Commander Noel Carriere was decorated for bravery in the American Revolution, a black hero in his own time, forgotten in ours. Carriere was born into slavery at English Turn in 1745 to African parents who came to New Orleans in chains. His intelligence and leadership were evident even in slavery.
As a teenager, he became a barrel maker, a lucrative, highly regarded trade. The free black militiamen who owned plantations a stone's throw away from the place where Carriere grew up taught him what it was to be a soldier and a man. He must have impressed them: they listed him as a member of the free black militia before he gained his legal freedom in 1771. He rose quickly through the ranks to become an officer. When he was barely in his teens, people began to ask him to serve as godfather to their children, a mark of esteem and trust. His frequent appearances at the baptismal font earned him the respect of Church leaders. The priests must have been struck, too, by the military honor guards that Carriere led at the weddings of the men under his command, a visible testimony to the dignity of the free black community and its leader.

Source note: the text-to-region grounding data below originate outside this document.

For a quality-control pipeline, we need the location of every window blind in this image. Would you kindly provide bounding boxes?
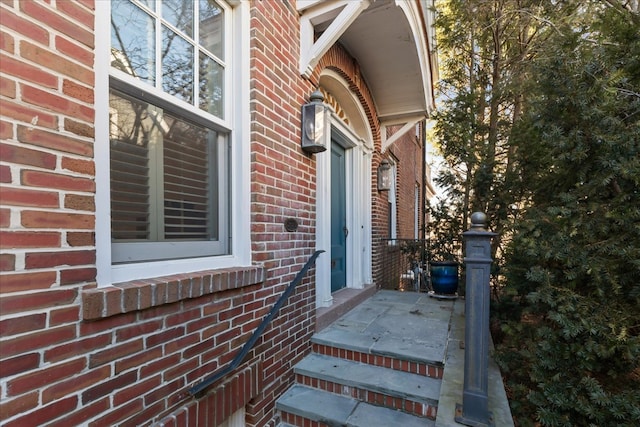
[110,89,217,243]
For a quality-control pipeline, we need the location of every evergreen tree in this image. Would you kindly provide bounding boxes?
[496,3,640,425]
[433,0,640,423]
[430,0,567,267]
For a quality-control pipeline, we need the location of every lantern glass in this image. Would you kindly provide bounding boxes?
[301,92,328,153]
[378,160,392,191]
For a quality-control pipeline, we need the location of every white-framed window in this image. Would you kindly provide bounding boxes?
[388,162,397,240]
[414,184,419,239]
[110,0,226,118]
[108,84,229,263]
[95,0,251,285]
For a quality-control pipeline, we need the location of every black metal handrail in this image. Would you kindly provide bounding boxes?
[188,250,325,396]
[378,239,429,292]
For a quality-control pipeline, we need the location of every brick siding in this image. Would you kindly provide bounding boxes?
[0,0,401,425]
[390,124,425,240]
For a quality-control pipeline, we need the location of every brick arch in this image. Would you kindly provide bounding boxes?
[312,44,394,291]
[312,44,381,154]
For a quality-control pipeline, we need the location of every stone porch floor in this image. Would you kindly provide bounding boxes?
[313,289,514,426]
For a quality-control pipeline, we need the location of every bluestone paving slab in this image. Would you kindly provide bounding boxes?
[369,290,423,305]
[371,335,446,365]
[336,304,389,326]
[346,402,435,427]
[277,385,358,425]
[312,327,380,353]
[281,290,513,427]
[435,299,514,427]
[295,353,441,404]
[364,312,424,336]
[313,290,453,365]
[278,385,434,427]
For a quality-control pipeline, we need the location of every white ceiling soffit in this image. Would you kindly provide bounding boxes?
[298,0,435,123]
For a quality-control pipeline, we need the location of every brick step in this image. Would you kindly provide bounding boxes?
[294,353,440,419]
[276,385,435,427]
[277,291,454,426]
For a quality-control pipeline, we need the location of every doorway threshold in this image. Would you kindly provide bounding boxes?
[316,284,377,332]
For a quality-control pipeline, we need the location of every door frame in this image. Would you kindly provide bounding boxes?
[330,141,347,293]
[315,112,372,308]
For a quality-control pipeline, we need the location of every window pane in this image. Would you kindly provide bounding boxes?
[199,52,224,117]
[140,0,155,11]
[163,116,217,240]
[162,0,194,37]
[111,0,155,85]
[109,91,153,240]
[110,88,218,243]
[109,0,231,264]
[199,0,224,59]
[162,26,194,104]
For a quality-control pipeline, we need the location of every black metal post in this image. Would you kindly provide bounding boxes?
[455,212,496,427]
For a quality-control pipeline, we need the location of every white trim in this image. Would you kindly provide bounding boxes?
[233,1,252,268]
[96,1,251,286]
[378,108,430,123]
[331,112,364,148]
[320,69,373,146]
[110,254,244,284]
[345,143,372,290]
[381,115,424,153]
[394,0,435,112]
[381,115,427,127]
[95,0,111,286]
[361,149,373,284]
[299,0,370,77]
[315,144,332,307]
[296,0,327,13]
[389,163,397,240]
[315,79,373,308]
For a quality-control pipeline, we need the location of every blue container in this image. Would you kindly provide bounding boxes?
[430,261,459,295]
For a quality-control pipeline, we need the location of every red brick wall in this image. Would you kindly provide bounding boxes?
[0,0,415,425]
[0,1,314,426]
[390,124,424,239]
[371,125,425,287]
[246,2,318,425]
[0,0,97,294]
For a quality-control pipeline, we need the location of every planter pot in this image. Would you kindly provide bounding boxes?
[430,261,459,295]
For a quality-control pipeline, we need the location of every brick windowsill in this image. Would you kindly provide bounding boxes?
[82,266,266,320]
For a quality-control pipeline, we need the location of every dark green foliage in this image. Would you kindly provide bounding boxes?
[495,3,640,425]
[434,0,640,424]
[427,199,464,263]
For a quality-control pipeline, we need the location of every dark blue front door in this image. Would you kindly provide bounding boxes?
[331,142,347,292]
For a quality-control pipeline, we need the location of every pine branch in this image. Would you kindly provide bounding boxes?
[603,0,640,25]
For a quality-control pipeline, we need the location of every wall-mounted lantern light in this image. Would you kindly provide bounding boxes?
[378,159,392,191]
[301,89,329,154]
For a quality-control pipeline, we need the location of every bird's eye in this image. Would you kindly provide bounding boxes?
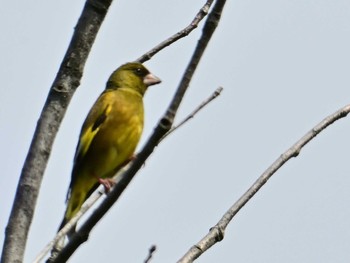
[134,67,144,76]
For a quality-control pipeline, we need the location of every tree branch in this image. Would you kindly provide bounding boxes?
[161,87,223,141]
[177,104,350,263]
[1,1,114,263]
[136,0,214,63]
[50,0,225,261]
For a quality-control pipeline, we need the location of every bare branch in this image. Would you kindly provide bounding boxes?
[162,87,223,141]
[1,1,114,263]
[50,0,225,261]
[136,0,214,63]
[177,104,350,263]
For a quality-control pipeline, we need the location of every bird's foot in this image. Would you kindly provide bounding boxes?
[98,178,115,193]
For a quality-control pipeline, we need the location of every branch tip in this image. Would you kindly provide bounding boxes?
[144,244,157,263]
[214,86,223,96]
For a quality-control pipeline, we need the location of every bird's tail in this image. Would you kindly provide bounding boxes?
[58,180,100,238]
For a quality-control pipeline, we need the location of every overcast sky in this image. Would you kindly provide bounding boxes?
[2,0,350,262]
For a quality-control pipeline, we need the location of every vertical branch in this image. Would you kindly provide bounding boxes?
[50,0,226,261]
[1,1,113,263]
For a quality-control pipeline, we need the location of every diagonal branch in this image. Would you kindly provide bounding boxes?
[1,1,114,263]
[50,0,226,261]
[136,0,214,63]
[177,104,350,263]
[161,86,223,141]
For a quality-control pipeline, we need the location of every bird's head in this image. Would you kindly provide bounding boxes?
[106,62,161,96]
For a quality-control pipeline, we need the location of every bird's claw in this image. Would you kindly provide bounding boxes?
[98,178,116,193]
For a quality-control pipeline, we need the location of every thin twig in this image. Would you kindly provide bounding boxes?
[50,0,225,261]
[162,87,223,141]
[136,0,214,63]
[177,104,350,263]
[144,245,157,263]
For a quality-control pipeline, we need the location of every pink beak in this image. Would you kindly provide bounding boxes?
[143,73,161,86]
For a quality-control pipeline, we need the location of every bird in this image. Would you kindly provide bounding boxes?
[58,62,161,236]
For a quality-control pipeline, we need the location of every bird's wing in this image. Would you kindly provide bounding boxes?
[67,92,112,199]
[75,99,112,165]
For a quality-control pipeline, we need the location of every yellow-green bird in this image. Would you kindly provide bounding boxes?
[59,62,161,235]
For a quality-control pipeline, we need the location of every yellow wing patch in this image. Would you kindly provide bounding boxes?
[75,104,112,162]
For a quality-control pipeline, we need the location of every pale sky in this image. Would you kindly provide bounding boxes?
[1,1,350,262]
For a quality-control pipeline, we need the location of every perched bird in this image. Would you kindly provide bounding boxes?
[59,62,161,235]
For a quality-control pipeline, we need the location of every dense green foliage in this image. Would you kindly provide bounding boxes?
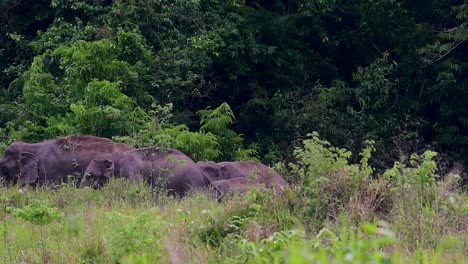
[0,0,466,167]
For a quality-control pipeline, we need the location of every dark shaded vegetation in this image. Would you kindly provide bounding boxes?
[0,0,466,173]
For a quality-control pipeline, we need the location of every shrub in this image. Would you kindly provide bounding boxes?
[115,102,257,161]
[384,150,468,250]
[289,132,384,228]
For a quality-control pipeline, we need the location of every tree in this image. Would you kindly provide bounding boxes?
[2,31,154,140]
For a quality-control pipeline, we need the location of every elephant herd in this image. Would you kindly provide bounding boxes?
[0,134,288,199]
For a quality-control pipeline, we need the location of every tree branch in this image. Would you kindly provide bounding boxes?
[433,40,465,63]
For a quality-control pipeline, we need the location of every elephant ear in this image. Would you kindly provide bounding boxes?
[18,152,39,186]
[103,159,114,173]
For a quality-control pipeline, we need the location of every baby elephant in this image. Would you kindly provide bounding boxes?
[209,177,262,201]
[198,160,289,200]
[197,160,288,188]
[80,147,210,196]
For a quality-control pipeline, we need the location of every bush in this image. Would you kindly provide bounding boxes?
[115,102,257,161]
[289,132,384,228]
[384,150,468,250]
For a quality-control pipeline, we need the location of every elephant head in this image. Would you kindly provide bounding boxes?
[0,141,35,186]
[198,161,288,190]
[210,177,260,201]
[196,161,223,181]
[80,154,115,188]
[17,152,41,187]
[196,161,248,180]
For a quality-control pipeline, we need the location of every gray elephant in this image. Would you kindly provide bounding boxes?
[0,134,133,187]
[197,161,288,199]
[80,147,211,196]
[209,177,262,200]
[197,160,288,188]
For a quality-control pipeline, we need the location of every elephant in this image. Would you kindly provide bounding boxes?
[197,160,288,199]
[80,147,211,196]
[0,141,28,185]
[0,134,133,187]
[197,160,288,189]
[209,177,262,201]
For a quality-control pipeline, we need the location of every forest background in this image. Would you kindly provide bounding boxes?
[0,1,467,263]
[0,0,466,170]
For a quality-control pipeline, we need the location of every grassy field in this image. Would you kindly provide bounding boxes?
[1,136,467,263]
[0,176,466,264]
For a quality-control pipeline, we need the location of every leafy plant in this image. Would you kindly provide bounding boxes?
[198,102,257,161]
[281,221,396,264]
[10,199,63,226]
[3,31,154,140]
[9,199,63,261]
[115,102,256,161]
[289,132,380,227]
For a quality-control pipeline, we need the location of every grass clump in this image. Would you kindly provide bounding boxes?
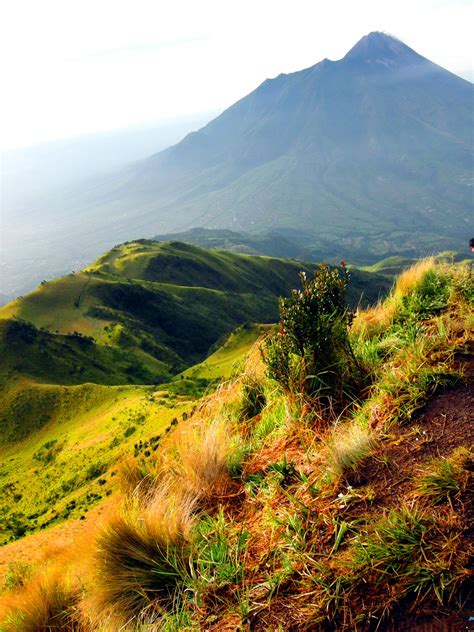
[353,258,473,339]
[415,447,472,504]
[233,375,266,420]
[326,422,374,481]
[354,508,470,605]
[90,486,197,627]
[1,570,80,632]
[160,414,238,501]
[189,508,249,590]
[117,455,159,496]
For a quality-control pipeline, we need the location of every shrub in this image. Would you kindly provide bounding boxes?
[261,265,362,402]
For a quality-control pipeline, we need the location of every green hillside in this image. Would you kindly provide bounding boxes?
[180,323,271,381]
[0,319,260,545]
[0,379,194,545]
[0,318,260,546]
[0,241,390,547]
[1,241,391,375]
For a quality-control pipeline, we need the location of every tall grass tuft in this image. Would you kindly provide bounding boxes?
[1,570,80,632]
[233,375,267,420]
[353,258,438,338]
[415,447,471,504]
[89,484,197,627]
[325,422,374,481]
[118,455,159,496]
[159,415,238,501]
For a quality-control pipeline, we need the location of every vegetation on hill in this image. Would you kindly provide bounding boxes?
[0,258,472,630]
[0,241,391,377]
[0,315,262,547]
[2,242,376,549]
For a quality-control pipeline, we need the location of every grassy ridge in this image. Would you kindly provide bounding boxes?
[1,241,391,377]
[180,324,271,381]
[1,259,471,630]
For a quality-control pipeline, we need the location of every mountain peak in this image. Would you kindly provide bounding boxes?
[344,31,422,65]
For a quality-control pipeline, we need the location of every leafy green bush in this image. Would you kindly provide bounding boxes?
[261,265,362,402]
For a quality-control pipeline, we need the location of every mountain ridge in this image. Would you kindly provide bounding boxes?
[75,32,473,252]
[2,32,473,298]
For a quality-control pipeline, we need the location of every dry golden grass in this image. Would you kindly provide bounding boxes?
[0,567,82,631]
[392,257,436,299]
[0,500,116,630]
[352,300,398,339]
[117,454,160,496]
[81,381,244,628]
[325,421,375,481]
[82,483,198,629]
[162,416,237,498]
[352,257,437,338]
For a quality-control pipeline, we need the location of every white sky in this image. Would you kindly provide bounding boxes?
[1,0,472,151]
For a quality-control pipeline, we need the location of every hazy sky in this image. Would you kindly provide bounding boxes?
[1,0,472,150]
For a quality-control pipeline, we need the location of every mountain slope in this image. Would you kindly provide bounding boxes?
[1,259,472,629]
[68,32,473,255]
[3,33,472,299]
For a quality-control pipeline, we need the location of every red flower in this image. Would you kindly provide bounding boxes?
[340,259,346,267]
[280,327,286,335]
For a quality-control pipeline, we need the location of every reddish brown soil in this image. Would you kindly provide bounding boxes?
[385,603,474,632]
[359,382,473,511]
[243,370,474,631]
[364,373,474,632]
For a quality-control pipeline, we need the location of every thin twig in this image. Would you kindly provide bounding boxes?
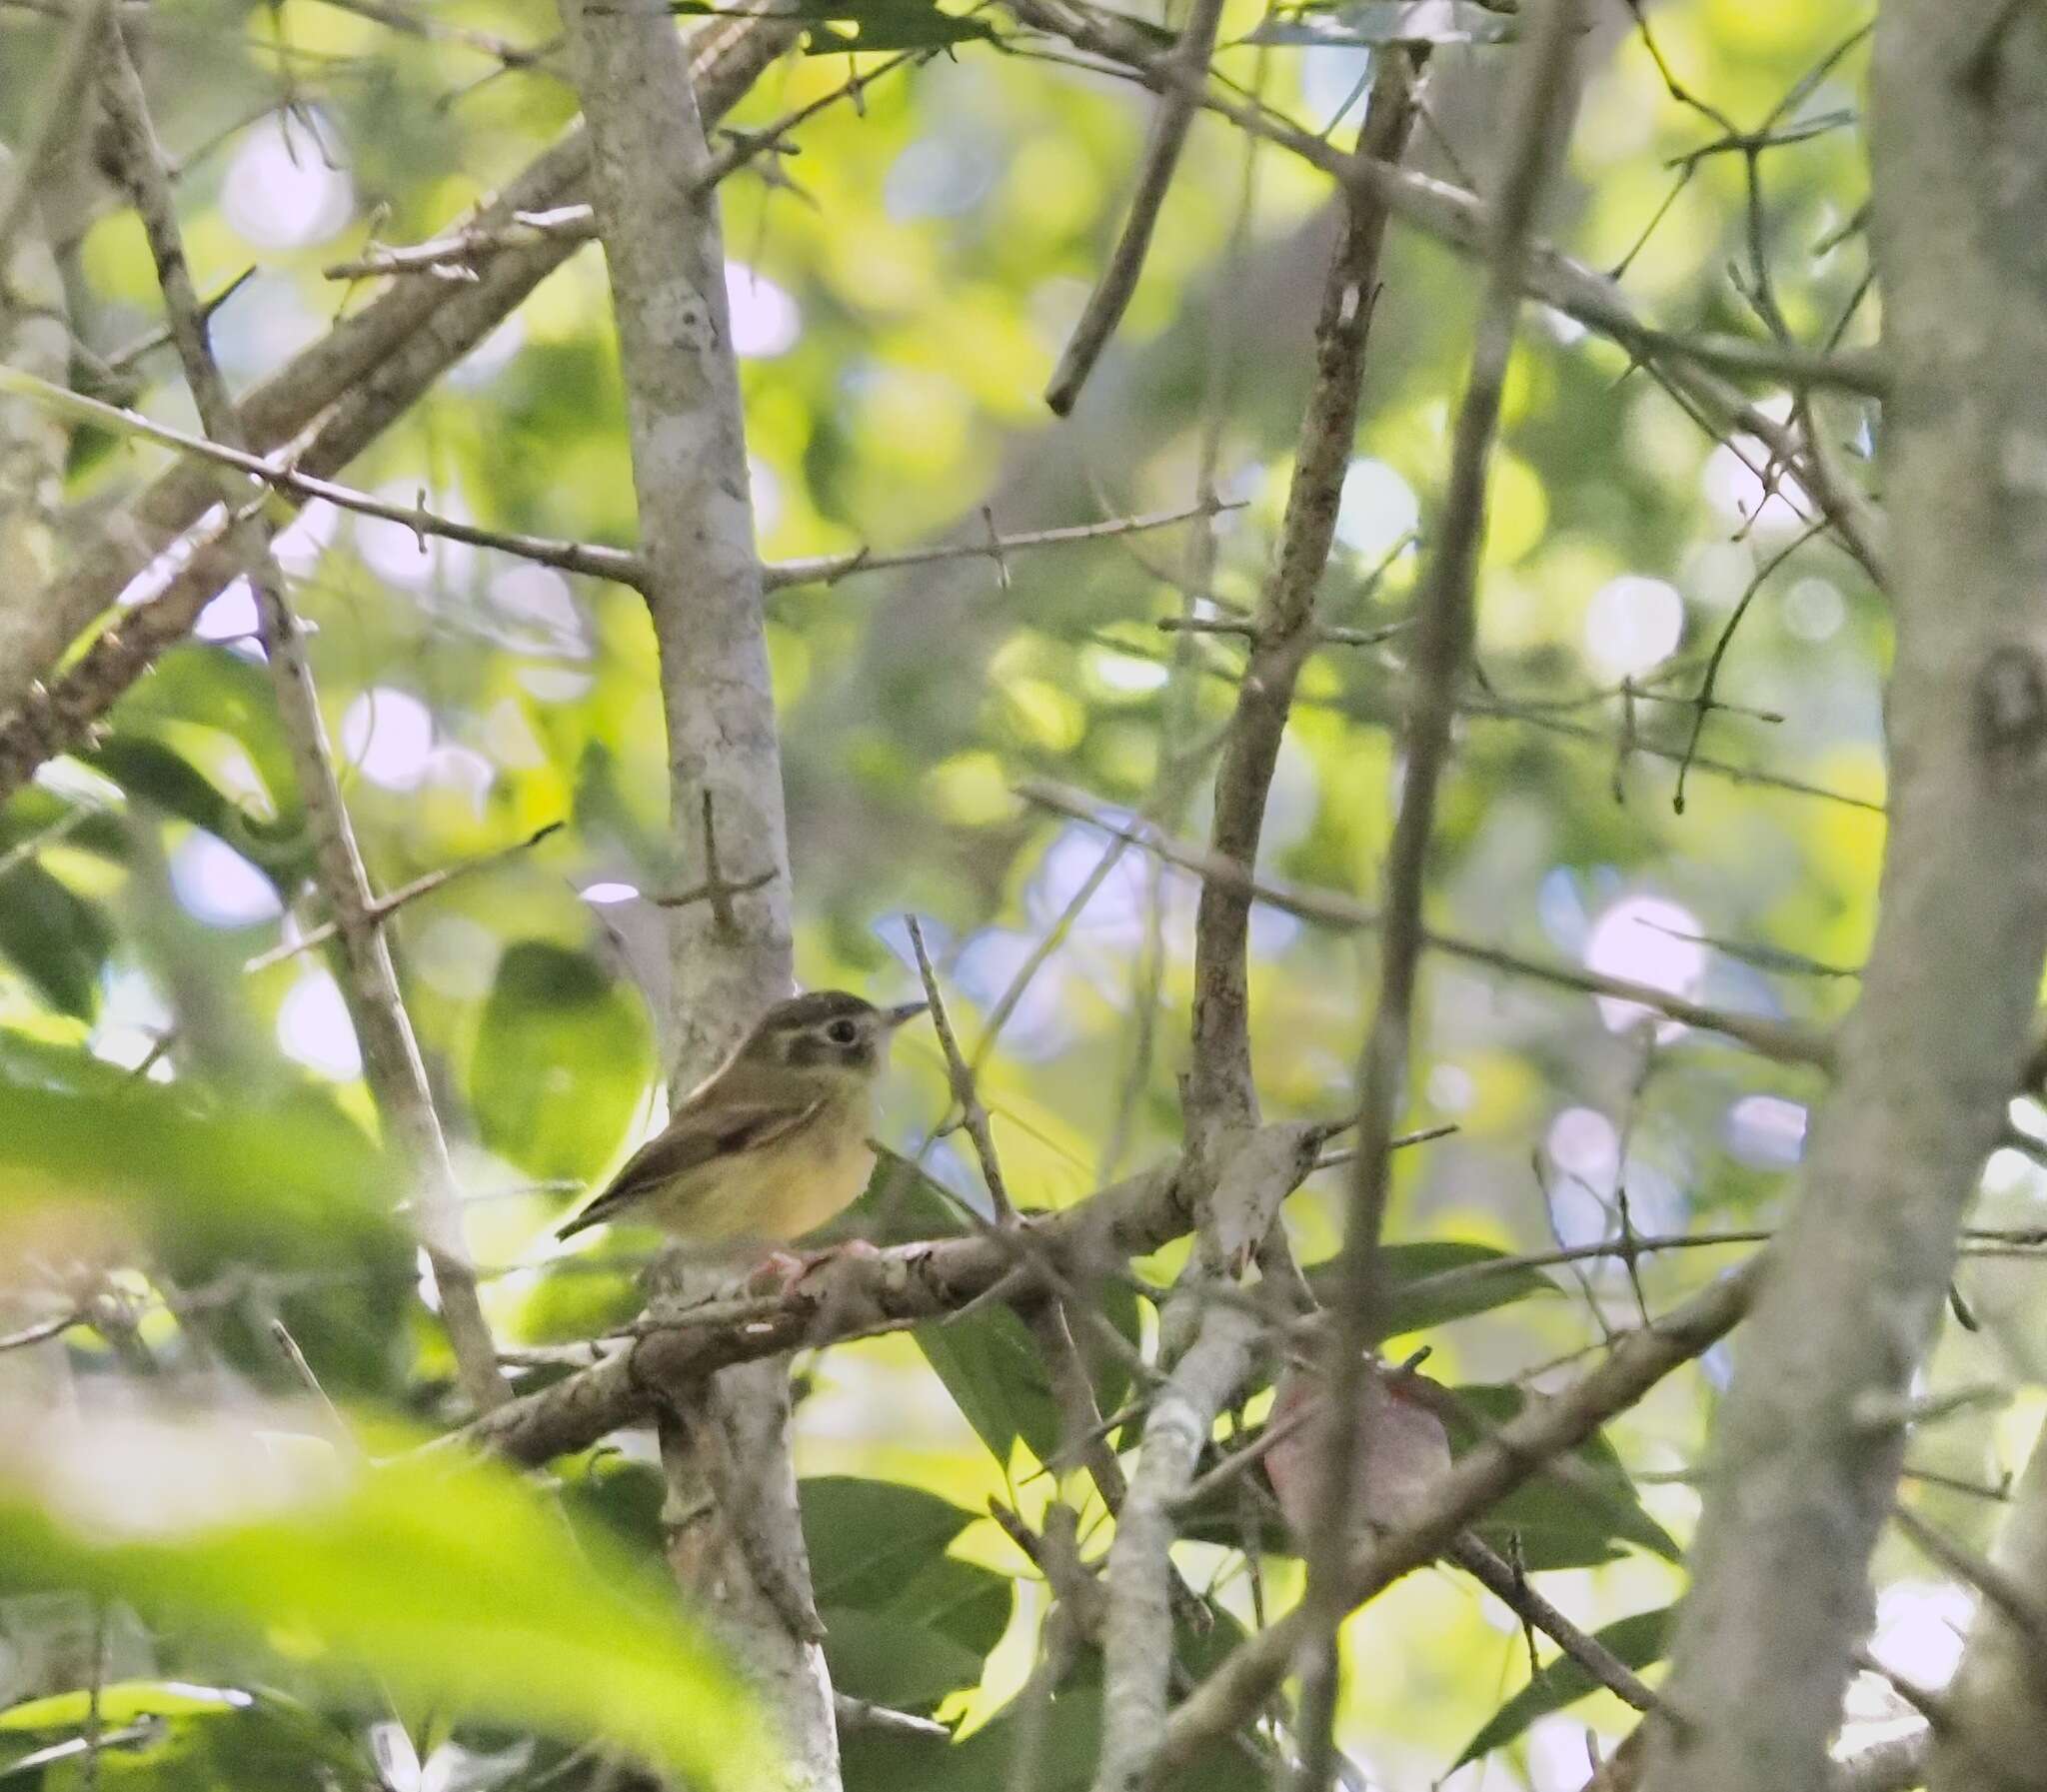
[1184,49,1427,1148]
[308,0,553,66]
[1444,1532,1659,1714]
[1892,1505,2047,1655]
[244,821,564,972]
[0,0,113,270]
[1295,13,1586,1782]
[95,26,511,1416]
[762,497,1236,591]
[1152,1258,1763,1780]
[0,366,646,587]
[323,48,919,282]
[0,1307,83,1351]
[832,1694,952,1741]
[1673,519,1828,813]
[1006,0,1885,582]
[1023,780,1831,1068]
[0,16,795,816]
[1044,0,1224,415]
[905,913,1016,1222]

Spain allied with the thirteen colonies against Britain in the American Revolution. Carriere was decorated for bravery in all three of the battles Spain fought, including the successful siege of Pensacola that freed the French fleet to sail north to Yorktown to seal the defeat of the British. Carriere fought in the war that Americans waged to secure freedom and equality. The white soldiers he fought beside were rewarded with citizenship. Tragically, that was denied Carriere and his men when New Orleans became part of the United States in 1803. That, and he, should be remembered now.